We hold variable interests in VIEs that have not been consolidated because we are not considered the primary beneficiary. Information on our significant VIEs follows:

Freeport LNG Development, L.P. (Freeport LNG)

We have an agreement with Freeport LNG to participate in a liquefied natural gas (LNG) receiving terminal in Quintana, Texas. We have no ownership in Freeport LNG; however, we own a 50 percent interest in Freeport LNG GP, Inc. (Freeport GP), which serves as the general partner managing the venture. We entered into a credit agreement with Freeport LNG, whereby we agreed to provide loan financing for the construction of the terminal.
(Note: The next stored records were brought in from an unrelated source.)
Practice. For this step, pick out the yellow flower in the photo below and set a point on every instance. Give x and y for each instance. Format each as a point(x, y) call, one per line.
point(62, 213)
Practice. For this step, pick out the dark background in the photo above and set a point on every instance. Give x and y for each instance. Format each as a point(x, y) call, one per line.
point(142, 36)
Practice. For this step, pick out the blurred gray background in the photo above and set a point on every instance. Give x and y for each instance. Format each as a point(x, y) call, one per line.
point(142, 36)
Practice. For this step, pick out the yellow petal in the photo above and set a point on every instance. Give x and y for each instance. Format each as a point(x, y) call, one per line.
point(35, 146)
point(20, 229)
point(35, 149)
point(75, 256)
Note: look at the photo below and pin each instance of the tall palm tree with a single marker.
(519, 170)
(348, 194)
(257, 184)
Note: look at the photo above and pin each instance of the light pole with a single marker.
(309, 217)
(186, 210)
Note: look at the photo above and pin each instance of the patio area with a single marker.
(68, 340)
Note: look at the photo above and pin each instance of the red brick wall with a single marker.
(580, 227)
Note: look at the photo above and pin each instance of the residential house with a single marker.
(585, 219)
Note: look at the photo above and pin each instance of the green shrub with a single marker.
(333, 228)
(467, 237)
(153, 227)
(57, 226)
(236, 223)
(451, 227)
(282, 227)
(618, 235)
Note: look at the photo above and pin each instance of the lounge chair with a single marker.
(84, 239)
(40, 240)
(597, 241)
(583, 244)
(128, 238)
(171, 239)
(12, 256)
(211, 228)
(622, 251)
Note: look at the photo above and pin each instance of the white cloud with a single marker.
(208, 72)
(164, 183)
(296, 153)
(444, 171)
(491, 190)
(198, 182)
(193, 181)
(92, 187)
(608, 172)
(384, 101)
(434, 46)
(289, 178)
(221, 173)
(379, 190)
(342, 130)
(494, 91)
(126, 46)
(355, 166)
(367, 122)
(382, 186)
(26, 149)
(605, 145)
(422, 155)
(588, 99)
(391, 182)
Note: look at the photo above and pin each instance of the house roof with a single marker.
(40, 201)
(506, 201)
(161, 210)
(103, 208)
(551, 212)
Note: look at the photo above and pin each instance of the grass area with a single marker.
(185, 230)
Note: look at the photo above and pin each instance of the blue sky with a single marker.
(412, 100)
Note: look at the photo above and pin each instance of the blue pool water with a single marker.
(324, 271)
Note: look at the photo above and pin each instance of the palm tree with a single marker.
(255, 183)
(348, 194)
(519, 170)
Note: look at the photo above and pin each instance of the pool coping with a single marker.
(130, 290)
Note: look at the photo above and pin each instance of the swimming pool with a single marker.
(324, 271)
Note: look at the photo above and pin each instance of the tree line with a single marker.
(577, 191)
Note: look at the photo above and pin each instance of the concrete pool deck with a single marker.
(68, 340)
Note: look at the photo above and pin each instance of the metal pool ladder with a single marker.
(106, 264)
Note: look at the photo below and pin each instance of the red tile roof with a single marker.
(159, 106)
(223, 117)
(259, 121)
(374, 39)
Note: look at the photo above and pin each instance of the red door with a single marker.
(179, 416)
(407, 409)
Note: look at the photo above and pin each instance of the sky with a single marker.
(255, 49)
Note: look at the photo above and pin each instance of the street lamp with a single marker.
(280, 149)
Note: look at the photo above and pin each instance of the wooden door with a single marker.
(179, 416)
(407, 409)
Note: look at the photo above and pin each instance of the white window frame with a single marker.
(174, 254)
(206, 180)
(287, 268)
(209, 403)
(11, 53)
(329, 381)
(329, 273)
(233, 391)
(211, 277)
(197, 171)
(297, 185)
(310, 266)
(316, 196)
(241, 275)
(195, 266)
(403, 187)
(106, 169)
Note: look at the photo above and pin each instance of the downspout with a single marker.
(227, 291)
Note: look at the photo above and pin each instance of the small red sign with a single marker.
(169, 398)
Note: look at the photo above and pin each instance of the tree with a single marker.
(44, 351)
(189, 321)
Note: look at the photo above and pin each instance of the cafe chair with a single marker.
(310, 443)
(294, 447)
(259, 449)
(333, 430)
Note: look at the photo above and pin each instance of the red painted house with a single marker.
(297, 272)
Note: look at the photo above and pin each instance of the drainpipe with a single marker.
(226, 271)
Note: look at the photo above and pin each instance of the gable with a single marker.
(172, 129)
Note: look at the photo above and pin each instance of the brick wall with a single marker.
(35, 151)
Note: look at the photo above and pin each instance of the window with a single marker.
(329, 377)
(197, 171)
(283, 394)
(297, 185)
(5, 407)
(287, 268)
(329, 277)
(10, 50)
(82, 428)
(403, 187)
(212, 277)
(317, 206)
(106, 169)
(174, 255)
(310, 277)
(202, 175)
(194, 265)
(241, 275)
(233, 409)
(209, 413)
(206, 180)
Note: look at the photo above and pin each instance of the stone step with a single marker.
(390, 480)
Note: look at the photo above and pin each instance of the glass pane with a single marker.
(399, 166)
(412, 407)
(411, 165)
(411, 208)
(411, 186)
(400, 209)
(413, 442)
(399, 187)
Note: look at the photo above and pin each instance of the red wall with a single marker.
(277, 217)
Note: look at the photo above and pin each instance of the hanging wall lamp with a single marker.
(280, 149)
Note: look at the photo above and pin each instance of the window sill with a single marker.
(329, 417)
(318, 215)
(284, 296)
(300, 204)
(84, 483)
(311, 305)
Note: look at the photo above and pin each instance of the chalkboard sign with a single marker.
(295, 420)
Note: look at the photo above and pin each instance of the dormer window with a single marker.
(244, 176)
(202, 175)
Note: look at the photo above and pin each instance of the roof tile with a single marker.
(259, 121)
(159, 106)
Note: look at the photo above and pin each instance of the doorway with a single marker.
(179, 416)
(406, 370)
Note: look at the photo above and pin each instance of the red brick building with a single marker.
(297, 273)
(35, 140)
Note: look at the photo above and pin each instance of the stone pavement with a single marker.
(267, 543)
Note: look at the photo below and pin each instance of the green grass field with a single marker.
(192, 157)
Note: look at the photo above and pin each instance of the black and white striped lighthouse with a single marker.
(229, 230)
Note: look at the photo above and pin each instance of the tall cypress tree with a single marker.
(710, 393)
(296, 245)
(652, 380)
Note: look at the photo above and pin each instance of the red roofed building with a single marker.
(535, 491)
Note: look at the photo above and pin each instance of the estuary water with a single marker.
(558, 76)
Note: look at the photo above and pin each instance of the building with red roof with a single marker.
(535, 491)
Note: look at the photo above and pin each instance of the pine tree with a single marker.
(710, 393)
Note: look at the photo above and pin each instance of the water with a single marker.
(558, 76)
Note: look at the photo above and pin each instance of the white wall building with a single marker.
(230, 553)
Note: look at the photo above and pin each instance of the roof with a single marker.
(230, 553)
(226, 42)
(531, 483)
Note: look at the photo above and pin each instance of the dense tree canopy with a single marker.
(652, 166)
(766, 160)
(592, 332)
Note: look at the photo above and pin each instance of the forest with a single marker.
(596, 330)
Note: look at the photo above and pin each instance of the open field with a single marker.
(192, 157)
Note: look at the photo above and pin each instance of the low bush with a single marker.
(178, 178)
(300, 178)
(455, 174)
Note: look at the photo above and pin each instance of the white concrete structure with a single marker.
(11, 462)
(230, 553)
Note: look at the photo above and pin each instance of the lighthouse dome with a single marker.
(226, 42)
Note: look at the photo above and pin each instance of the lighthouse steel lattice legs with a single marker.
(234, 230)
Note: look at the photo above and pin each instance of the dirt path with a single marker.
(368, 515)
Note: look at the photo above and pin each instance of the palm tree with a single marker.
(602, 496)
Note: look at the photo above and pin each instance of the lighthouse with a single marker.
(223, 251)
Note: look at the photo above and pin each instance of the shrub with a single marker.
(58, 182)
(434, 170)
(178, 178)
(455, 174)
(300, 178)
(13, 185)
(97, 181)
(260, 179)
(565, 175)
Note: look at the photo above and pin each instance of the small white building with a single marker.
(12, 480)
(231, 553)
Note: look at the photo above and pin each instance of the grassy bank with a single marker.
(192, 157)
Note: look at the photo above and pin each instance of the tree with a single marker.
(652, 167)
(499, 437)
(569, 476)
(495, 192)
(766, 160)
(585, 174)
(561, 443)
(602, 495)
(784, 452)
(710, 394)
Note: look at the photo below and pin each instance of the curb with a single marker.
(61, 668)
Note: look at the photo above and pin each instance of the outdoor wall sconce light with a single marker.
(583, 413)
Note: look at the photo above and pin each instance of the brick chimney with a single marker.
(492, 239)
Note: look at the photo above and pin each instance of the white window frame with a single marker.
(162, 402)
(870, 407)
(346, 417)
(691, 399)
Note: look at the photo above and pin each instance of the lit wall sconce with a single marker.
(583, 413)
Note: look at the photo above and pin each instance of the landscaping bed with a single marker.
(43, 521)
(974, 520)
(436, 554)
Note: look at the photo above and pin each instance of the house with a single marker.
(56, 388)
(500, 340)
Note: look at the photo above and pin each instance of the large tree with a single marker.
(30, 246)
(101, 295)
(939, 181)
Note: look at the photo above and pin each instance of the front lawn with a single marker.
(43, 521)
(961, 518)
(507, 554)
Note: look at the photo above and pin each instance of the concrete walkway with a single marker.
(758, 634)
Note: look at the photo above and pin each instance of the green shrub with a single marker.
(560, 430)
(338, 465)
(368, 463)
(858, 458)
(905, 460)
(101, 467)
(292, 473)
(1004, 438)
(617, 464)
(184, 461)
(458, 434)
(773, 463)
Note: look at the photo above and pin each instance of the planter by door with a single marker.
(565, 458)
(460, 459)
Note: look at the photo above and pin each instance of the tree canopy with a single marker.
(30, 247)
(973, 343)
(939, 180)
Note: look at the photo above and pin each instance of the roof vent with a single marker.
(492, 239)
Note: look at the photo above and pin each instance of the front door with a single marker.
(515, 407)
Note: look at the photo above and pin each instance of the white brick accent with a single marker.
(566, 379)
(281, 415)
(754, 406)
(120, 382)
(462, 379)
We also entered into a long-term agreement with Freeport LNG to use 0.9 billion cubic feet per day of regasification capacity. The terminal became operational in June 2008, and we began making payments under the terminal use agreement. Freeport LNG began making loan repayments in September 2008, and the loan balance outstanding was $565 million at December 31, 2012. Freeport LNG is a VIE because Freeport GP holds no equity in Freeport LNG, and the limited partners of Freeport LNG do not have any substantive decision making ability. Since we do not have the unilateral power to direct the key activities which most significantly impact its economic performance, we are not the primary beneficiary of Freeport LNG. These key activities primarily involve or relate to operating and maintaining the terminal. We also performed an analysis of the expected losses and determined we are not the primary beneficiary. This expected loss analysis took into account that the credit support arrangement requires Freeport LNG to maintain sufficient commercial insurance to mitigate any loan losses. The loan to Freeport LNG is accounted for as a financial asset, and our investment in Freeport GP is accounted for as an equity investment.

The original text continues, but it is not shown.